Cela implique parfois de s'enfoncer dans l'obscurité. Des écrivains comme Pierre Michon ou Claude Louis-Combet s'attachent à l'obscur. Ce qui ne se dit jamais tout à fait mais autour de quoi tournent obstinément les mots, dont on respire le souffle à des échappées de phrases, à des tensions de figures. L'archaïque et l'originaire: «le miasme universel à tête de mouton mort», écrit Michon. Obscurité familière en même temps, présente dans les jeux et la nourriture, obscurité de la cave, obscurité au cœur des mythes chez Louis-Combet, obscurité des cavernes de la Dordogne dans La Grande Beune , obscurité obstinée de la forêt chez Michon, de telle scène primitive aux couleurs pourtant éclatantes dans Le Roi du bois. Dans ces confins, tout se retourne: l'extrême intimité devient le dehors, la personne se découvre impersonnelle. Malheureusement, la denrée obscure se raréfie, et par ce défaut nous respirons chaque jour un peu plus mal. Notre part de bois, et de cave, ce sont ces livres qui nous la donnent, ils peuvent nous aider à vivre.

Ce que l'on fait en écrivant prolonge aussi la trituration enfantine des choses, cette jouissance de les voir se construire, se briser, passer l'une dans l'autre. Il y a eu dans notre histoire cette primitive découverte: l'être n'est pas plus stable que les monstres en pâte à modeler.

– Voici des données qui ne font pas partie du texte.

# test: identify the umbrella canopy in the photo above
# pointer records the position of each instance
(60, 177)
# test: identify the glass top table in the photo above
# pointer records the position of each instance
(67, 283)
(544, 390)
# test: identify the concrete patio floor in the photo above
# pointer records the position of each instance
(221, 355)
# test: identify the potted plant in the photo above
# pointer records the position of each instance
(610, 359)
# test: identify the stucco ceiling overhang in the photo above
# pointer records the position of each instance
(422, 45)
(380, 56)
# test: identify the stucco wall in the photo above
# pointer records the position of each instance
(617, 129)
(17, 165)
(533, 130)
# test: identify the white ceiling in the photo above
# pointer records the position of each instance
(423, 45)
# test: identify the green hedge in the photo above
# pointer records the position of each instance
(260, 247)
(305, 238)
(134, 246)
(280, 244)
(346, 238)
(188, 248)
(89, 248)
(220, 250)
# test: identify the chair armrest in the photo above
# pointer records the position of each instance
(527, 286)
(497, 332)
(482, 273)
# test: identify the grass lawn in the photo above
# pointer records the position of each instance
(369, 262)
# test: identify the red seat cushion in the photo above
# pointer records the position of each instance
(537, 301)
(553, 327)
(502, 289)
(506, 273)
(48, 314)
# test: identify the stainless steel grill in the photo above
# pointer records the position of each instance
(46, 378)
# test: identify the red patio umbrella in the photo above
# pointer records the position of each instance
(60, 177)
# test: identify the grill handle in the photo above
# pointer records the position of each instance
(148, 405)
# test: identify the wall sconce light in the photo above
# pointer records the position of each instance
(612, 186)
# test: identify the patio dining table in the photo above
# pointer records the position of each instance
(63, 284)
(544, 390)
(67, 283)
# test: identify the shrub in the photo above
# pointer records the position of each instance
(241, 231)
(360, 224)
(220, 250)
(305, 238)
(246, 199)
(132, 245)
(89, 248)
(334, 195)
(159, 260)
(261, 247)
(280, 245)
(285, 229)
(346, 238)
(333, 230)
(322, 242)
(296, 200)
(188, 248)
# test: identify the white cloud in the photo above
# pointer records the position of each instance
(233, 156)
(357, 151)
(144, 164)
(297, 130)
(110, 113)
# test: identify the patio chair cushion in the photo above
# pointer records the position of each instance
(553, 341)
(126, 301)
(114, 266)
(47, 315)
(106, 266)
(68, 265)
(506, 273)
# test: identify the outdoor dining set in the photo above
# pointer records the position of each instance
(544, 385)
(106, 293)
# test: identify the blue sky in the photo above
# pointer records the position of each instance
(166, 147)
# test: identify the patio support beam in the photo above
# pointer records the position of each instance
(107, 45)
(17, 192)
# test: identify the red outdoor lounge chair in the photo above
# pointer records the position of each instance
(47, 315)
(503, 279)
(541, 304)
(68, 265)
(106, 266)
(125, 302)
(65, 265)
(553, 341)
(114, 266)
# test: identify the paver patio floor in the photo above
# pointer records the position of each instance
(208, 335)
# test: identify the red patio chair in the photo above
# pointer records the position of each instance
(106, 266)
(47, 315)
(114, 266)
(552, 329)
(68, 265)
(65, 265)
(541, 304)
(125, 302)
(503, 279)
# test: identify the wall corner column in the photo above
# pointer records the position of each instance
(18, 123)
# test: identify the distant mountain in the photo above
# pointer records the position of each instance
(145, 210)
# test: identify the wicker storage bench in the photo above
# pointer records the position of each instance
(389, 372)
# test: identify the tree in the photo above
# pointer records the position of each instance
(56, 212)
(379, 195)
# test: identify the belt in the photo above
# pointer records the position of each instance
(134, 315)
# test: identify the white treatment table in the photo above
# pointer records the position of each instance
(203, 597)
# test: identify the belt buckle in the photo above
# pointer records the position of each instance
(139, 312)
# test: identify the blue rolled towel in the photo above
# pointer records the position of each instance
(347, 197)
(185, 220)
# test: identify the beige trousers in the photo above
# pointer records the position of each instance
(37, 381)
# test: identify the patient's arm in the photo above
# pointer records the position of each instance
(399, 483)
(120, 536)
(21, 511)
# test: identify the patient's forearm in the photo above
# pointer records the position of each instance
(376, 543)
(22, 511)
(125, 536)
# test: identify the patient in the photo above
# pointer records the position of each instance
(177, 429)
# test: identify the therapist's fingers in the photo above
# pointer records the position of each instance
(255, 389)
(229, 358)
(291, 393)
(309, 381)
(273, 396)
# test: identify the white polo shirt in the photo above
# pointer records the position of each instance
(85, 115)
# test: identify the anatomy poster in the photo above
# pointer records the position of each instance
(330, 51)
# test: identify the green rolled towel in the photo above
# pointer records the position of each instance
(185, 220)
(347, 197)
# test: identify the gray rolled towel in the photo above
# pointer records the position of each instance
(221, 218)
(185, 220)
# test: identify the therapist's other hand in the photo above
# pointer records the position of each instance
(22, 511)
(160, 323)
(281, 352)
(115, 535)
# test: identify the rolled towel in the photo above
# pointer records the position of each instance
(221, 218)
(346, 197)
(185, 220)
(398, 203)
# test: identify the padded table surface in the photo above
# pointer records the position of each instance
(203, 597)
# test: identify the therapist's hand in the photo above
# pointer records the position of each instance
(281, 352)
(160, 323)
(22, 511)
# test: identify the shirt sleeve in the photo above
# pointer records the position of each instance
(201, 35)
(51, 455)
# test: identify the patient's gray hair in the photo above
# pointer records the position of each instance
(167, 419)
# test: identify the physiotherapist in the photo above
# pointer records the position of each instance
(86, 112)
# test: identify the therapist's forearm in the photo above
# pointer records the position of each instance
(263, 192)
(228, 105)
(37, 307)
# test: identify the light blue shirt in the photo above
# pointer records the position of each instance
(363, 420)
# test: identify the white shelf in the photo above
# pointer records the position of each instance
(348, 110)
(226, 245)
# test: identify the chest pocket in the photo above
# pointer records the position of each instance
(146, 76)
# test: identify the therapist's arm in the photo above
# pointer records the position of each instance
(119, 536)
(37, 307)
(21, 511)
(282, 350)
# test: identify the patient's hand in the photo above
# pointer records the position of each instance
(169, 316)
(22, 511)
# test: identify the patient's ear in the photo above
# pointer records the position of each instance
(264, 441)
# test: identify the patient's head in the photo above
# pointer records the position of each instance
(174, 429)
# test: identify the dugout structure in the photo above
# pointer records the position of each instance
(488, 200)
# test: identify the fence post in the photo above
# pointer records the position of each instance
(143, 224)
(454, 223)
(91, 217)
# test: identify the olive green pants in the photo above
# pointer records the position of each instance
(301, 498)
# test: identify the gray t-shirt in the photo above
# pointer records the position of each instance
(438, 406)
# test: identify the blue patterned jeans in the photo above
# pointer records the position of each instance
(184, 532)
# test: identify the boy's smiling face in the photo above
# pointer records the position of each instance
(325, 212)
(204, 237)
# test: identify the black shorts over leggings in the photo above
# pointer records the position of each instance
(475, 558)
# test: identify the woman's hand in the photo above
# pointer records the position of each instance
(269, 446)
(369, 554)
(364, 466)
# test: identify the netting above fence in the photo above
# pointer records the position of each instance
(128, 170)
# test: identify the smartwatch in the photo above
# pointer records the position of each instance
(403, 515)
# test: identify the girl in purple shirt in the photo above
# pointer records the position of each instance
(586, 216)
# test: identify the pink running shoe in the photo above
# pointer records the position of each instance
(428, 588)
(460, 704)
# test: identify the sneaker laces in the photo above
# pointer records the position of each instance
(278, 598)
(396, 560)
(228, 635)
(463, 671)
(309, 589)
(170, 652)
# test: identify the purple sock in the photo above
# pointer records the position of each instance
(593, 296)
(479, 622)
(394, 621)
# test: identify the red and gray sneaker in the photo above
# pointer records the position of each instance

La littérature poursuit dans le monde fixe des adultes le cours des métamorphoses, des transformations et des bricolages. Le sens de la ductilité universelle, l'usage des mots comme fioles et cornues à travailler la pâte du monde, pour élaborer de minuscules merveilles qui se dissipent à l'instant, c'est tout cela qui séduit dans les récits poétiques d'Eric Chevillard. On y entre comme dans le laboratoire d'un savant de dessin animé, plein de formes et de couleurs étranges, sans prévoir ce qui sortira de ces circonvolutions. On ne s'émerveille pas sans se transformer soi-même. La merveille surgie de l'obscurité déploie en un clin d'oeil d'autres manières d'être, de voir, de faire, et tout cela tient parfois en quatre mots, que la voix un peu exigeante, un peu tenue prolonge, soutient, fait résonner dans tout l'espace d'un récit, et qu'elle accorde à d'autres merveilles.